There Is Power in a Union - Billy Bragg.

Once upon a time, there were thousands of wizards, who set up businesses selling their magic.

The problem was, casting a spell cost a wizard nothing, and took a few seconds.

There were two wizard doctors in town, both had 1000 customers. Doctor A realised that he had plenty of time on his hands, but wasn't making enough money - people could be cured too quickly and too cheaply. So he cut his prices and stole customers from Doctor B. He now had 2000 customers, although slightly less revenue per customer.

But Doctor B then cut his prices to match, taking his customers back. Doctor A now has the same amount of customers, but less revenue. So it is even more important for him to cut prices to attract new customers.
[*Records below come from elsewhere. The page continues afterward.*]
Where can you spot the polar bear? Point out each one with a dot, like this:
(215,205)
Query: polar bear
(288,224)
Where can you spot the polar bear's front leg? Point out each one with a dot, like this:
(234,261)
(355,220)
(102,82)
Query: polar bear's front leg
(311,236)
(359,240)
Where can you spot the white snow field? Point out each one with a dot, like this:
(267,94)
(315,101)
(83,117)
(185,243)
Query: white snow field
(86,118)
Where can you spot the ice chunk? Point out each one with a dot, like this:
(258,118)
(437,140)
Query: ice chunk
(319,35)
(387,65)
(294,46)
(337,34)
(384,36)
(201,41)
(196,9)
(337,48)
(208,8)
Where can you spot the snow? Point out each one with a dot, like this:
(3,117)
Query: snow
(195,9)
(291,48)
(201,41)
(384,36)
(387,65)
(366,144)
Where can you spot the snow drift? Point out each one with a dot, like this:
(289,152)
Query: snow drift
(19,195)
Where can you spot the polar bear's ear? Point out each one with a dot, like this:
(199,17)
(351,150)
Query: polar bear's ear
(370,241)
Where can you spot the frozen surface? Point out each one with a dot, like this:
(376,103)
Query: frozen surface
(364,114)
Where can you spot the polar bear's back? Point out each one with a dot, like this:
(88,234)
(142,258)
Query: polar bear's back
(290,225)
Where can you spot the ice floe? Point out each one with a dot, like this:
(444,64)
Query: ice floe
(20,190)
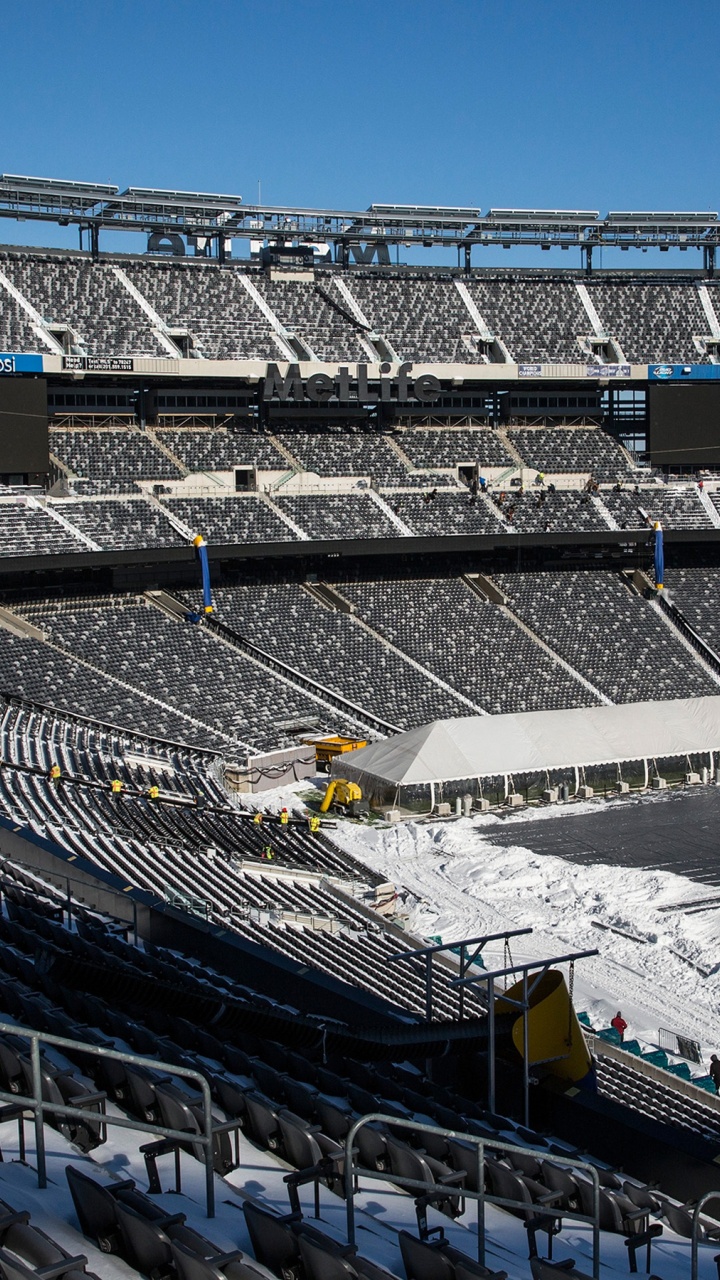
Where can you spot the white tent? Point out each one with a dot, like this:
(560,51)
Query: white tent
(481,746)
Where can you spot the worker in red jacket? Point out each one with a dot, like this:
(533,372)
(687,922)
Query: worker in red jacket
(619,1024)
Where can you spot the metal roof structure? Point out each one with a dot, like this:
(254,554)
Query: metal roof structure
(482,746)
(103,206)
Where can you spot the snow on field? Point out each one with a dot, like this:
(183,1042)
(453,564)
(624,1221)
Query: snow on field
(459,883)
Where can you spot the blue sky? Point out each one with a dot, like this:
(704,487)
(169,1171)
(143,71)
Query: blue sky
(466,103)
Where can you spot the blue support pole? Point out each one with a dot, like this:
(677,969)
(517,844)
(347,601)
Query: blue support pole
(201,548)
(659,557)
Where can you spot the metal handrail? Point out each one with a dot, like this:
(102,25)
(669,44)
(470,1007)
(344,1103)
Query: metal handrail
(695,1237)
(40,1107)
(352,1171)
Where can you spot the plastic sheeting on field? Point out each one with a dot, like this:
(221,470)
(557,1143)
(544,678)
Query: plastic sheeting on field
(479,746)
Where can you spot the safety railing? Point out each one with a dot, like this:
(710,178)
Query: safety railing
(455,1191)
(697,1228)
(40,1107)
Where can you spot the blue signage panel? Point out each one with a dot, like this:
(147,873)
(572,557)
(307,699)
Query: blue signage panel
(12,364)
(683,373)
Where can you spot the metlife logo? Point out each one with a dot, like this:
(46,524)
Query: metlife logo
(18,364)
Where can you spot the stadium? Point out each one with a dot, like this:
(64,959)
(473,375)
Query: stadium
(274,503)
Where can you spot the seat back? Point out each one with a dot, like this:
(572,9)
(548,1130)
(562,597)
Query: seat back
(95,1207)
(273,1239)
(406,1162)
(509,1185)
(422,1260)
(320,1265)
(679,1219)
(464,1157)
(335,1120)
(263,1124)
(145,1243)
(560,1180)
(300,1146)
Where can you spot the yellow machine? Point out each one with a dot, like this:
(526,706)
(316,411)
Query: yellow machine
(346,796)
(555,1037)
(327,748)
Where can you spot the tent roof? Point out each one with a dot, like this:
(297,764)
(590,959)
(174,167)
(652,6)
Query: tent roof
(531,741)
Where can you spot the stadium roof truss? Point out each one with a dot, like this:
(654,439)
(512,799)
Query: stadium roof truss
(215,216)
(484,746)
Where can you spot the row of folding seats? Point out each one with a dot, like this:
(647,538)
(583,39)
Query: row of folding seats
(290,1115)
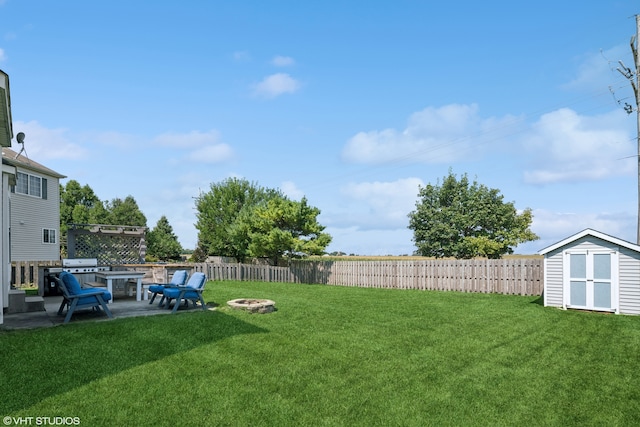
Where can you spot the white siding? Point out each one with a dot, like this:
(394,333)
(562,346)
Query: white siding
(629,282)
(553,279)
(628,273)
(29,215)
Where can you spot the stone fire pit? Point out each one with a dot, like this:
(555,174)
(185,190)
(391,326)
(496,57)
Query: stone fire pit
(253,305)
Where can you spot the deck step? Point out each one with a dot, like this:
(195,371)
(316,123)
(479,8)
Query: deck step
(34,303)
(16,301)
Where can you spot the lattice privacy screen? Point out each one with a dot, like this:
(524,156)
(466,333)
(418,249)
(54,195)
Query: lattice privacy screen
(109,244)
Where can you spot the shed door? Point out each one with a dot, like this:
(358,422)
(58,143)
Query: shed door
(591,282)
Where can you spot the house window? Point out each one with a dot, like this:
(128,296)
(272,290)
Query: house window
(30,184)
(49,235)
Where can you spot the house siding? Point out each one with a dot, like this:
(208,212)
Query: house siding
(29,215)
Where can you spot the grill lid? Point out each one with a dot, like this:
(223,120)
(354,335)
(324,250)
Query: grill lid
(79,262)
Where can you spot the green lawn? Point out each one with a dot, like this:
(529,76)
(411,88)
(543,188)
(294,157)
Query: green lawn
(333,356)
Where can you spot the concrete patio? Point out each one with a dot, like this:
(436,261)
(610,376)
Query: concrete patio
(121,307)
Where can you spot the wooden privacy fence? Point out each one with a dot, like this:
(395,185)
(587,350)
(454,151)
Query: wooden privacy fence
(505,276)
(519,276)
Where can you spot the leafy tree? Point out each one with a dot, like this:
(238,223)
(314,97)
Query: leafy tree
(75,204)
(286,228)
(240,219)
(217,212)
(162,243)
(464,220)
(125,212)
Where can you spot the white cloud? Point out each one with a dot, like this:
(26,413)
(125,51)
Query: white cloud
(42,144)
(376,205)
(241,56)
(275,85)
(187,140)
(442,135)
(211,154)
(206,146)
(283,61)
(564,146)
(290,190)
(597,68)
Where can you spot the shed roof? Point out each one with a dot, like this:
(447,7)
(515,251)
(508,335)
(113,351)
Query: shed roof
(594,233)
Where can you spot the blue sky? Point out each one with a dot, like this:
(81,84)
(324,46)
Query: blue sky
(351,104)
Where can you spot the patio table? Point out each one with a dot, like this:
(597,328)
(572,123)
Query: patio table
(126,275)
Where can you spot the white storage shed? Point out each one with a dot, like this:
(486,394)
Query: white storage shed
(592,271)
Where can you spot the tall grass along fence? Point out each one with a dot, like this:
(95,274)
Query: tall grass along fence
(505,276)
(519,276)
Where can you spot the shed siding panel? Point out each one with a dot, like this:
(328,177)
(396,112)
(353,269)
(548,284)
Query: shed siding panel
(553,279)
(628,273)
(629,282)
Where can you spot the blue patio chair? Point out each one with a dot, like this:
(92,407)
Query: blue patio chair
(178,279)
(74,297)
(192,291)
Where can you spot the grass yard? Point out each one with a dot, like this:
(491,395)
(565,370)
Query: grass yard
(333,356)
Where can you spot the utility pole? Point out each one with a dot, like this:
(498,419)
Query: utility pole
(635,85)
(634,79)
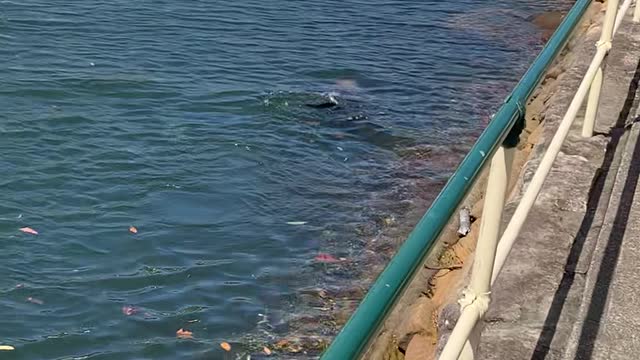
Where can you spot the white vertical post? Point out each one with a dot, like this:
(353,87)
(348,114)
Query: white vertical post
(592,105)
(477,294)
(594,95)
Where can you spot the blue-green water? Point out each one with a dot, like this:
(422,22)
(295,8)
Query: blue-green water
(187,120)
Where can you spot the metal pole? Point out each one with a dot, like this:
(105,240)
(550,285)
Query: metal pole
(528,199)
(592,105)
(475,300)
(608,27)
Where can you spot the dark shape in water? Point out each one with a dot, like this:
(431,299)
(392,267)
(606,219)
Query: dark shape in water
(329,102)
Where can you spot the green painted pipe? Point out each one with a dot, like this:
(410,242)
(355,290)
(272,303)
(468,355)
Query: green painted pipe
(365,322)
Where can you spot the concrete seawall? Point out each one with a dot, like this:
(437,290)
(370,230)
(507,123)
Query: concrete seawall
(524,297)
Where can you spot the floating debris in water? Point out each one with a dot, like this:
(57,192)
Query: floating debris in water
(465,222)
(225,346)
(326,258)
(28,230)
(35,300)
(296,222)
(184,334)
(129,310)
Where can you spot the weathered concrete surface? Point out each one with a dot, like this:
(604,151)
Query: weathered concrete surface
(608,324)
(537,298)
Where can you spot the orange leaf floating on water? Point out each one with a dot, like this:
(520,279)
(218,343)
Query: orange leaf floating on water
(326,258)
(28,230)
(129,310)
(184,334)
(35,301)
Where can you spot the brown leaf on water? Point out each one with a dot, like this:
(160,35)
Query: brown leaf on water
(35,300)
(28,230)
(184,334)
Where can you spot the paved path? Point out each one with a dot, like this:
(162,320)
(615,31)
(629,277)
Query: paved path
(608,325)
(571,287)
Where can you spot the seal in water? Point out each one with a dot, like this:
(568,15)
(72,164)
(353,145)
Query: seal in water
(329,102)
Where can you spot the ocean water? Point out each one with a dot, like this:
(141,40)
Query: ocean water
(189,121)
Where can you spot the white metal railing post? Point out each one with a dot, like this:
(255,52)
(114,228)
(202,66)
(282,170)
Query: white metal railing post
(475,299)
(464,339)
(596,86)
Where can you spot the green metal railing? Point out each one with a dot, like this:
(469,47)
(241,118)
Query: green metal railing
(504,128)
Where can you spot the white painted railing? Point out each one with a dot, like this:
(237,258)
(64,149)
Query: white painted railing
(492,250)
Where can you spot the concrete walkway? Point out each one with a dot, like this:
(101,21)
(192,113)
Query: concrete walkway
(570,289)
(608,325)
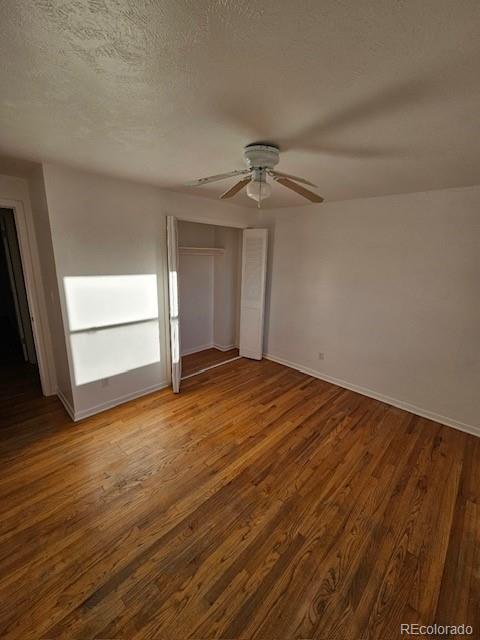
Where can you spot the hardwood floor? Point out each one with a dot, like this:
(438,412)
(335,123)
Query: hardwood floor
(207,358)
(259,503)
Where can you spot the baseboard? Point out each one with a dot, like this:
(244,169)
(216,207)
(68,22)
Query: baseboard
(227,347)
(189,352)
(400,404)
(212,345)
(86,413)
(212,366)
(66,404)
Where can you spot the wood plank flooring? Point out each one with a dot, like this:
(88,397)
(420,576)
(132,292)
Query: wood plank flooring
(258,503)
(207,358)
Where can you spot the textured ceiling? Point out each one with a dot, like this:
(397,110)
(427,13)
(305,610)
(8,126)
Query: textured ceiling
(365,97)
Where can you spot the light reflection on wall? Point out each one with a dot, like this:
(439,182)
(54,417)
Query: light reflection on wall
(113,323)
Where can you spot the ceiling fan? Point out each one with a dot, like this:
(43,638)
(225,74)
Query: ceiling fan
(260,160)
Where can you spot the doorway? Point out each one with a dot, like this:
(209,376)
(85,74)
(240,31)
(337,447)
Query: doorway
(209,295)
(239,280)
(17,346)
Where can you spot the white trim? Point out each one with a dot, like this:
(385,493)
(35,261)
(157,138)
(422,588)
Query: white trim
(86,413)
(34,289)
(201,251)
(66,404)
(189,352)
(212,366)
(214,221)
(226,347)
(400,404)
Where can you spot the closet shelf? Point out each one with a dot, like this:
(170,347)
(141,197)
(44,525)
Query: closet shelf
(201,251)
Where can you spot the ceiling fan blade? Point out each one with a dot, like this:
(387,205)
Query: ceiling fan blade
(235,189)
(273,173)
(219,176)
(306,193)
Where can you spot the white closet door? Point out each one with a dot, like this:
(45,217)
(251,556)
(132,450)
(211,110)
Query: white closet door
(254,267)
(172,252)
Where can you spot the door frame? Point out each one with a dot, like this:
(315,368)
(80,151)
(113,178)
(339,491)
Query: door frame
(33,286)
(199,220)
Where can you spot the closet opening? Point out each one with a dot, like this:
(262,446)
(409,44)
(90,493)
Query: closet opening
(209,284)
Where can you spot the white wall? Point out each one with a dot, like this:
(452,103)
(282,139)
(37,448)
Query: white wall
(109,227)
(209,288)
(196,288)
(389,290)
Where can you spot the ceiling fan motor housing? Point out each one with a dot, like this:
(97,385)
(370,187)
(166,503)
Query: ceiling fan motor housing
(262,156)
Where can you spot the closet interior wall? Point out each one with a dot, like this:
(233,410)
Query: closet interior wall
(209,287)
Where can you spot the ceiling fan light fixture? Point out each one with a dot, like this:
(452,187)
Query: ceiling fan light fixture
(258,190)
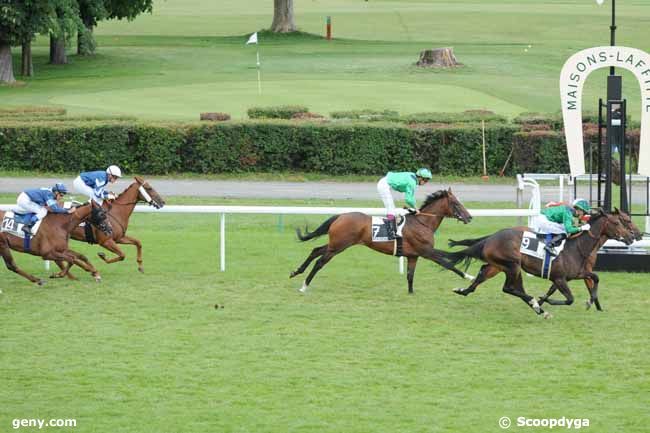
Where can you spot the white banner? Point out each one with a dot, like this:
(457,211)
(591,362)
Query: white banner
(575,73)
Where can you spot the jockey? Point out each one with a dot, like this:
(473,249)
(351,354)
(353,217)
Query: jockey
(41,201)
(405,182)
(558,221)
(92,183)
2 months later, both wizards are offering miracle cures for 1 copper, and starving to death.

So, the Wizards set up a union. The union agrees on certain minimum conditions for working wizards.

The union sets minimum conditions and pay, and all Wizards agree not to offer their services to anyone who won't meet those services.

Wizards can compete by developing new or better spells. The union could protect their patent for X years, in exchange for the spell becoming licensed to the Union after that time.

Any wizards who works for worse conditions is blacklisted - no union wizard will talk to them, teach them new spells, or sell them magical items or ingredients.

Then, add corruption and politicking into your organisation as required to suit your goals of mistreating lower ranked members.

This is more like a trade union than a single company.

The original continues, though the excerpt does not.